Wiedersehen mit damaligem Top-Talent
Yannick Gerhardt, Mitchell Weiser und Fabian Schnellhardt. Diese Namen kennen Fans der Bundesliga. Alle drei Jungs spielen in der Beletage des deutschen Fußballs. Was vielleicht nicht jeder Fan weiß: Die Namen Gerhardt, Weiser und Schnellhardt liest man auch auf einem Spielbogen des Endrunden-Halbfinals um die B-Junioren-Meisterschaft 2011. Ein Spiel, dessen Ergebnis zum Finaleinzug und nach 1990 zum damals erst zweiten Gewinn des B-Junioren-Titels für den 1. FC Köln führte.
Es läuft die 19. Spielminute. Kölns Nummer zehn, Linksfuß, braune Haare, Justin-Bieber-Haarschnitt, bekommt auf der linken Seite den Ball zugespielt.

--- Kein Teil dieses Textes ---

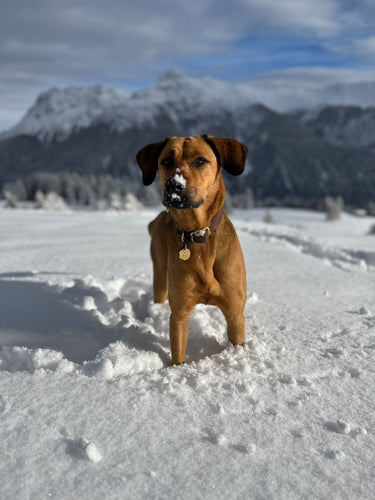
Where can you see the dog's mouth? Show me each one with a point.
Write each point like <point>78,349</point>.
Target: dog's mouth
<point>180,201</point>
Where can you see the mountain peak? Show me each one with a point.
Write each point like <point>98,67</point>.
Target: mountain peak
<point>171,78</point>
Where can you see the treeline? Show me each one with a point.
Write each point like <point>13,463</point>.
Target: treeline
<point>76,189</point>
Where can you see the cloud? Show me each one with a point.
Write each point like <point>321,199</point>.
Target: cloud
<point>61,42</point>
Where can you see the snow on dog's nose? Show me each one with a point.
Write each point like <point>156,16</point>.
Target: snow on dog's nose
<point>175,185</point>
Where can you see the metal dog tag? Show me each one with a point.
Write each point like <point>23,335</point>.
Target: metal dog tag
<point>184,253</point>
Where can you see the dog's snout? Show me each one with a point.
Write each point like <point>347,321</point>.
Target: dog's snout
<point>172,185</point>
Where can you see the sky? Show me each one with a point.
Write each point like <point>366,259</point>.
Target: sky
<point>127,45</point>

Fabian Schnellhardt lässt seinen Gegner mit einem Haken ins Leere laufen, zieht nach innen und trifft nach einem satten Linksschuss aus gut 20 Metern zum viel umjubelten 1:0 gegen Hoffenheims Nachwuchs. „Das war ein ganz besonderes Jahr mit einem herausragenden Jahrgang beim FC. Dirk Lottner war am Anfang der Saison noch unser U17-Trainer und hat gesagt, dass wir in dieser Saison Meister werden“, erinnert sich Fabian Schnellhardt an die B-Junioren-Meisterschaftssaison zurück. Das gelingt dem 94er-Jahrgang nach dem ebenfalls knappen 3:2-Finalsieg über Werder Bremen am Ende der Saison auch. Unvergessen als Lukas Scepanik im Endspiel den Ball zum 3:2 in der Verlängerung aus über 30 Metern in den Winkel zimmerte.

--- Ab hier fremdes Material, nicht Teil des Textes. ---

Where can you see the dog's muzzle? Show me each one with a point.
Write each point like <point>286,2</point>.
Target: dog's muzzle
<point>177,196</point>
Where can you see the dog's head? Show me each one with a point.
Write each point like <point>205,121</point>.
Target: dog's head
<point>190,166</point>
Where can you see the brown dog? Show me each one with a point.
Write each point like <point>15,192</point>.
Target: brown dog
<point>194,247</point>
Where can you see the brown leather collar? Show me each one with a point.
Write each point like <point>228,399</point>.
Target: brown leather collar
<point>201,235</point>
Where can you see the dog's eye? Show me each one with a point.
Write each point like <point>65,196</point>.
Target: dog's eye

Die zwei weiteren FC-Tore beim spannenden 3:2-Halbfinalerfolg über Hoffenheim erzielte ein gewisser Yannick Gerhardt nach Vorlage von Mitchell Weiser, der später zum FC Bayern München wechselte, und dem Wirbelwind Fabian Schnellhardt. „Wir waren eine gute Mannschaft und haben uns super verstanden, zu vielen hat sich der Kontakt leider etwas verlaufen. Mit unserem damaligen Stürmer und jetzigem FC-Scout Marco Ban habe ich immer mal wieder Kontakt. Auch Mitch und Yannick läuft man natürlich über den Weg und spricht dann.“
Die Vorlage zum entscheidenden dritten Tor gegen Hoffenheims U17 von Yannick Gerhardt machte Schnellhardt übrigens per Freistoß. Eine Qualität des FC-Eigengewächses, die den B-Junioren über den Saisonverlauf häufiger wichtige Punktgewinne einbrachte. Vier direkte Freistoßtore verwandelte der Offensivspieler in der Spielzeit 2010/2011. Insgesamt erzielte Schnellhardt 16 Tore und sammelte zehn Vorlagen. Ein Talent, dass auch den Verantwortlichen der FC-Profis und beim DFB nicht unentdeckt blieb. Am 6. Spieltag der Zweitliga-Saison 2013/2014 gab Fabian Schnellhardt nach Einwechslung für Matthias Lehman sein Profidebüt. Bei diesen vier Minuten Profiluft sollte es – zumindest im Trikot des 1. FC Köln – aber bleiben.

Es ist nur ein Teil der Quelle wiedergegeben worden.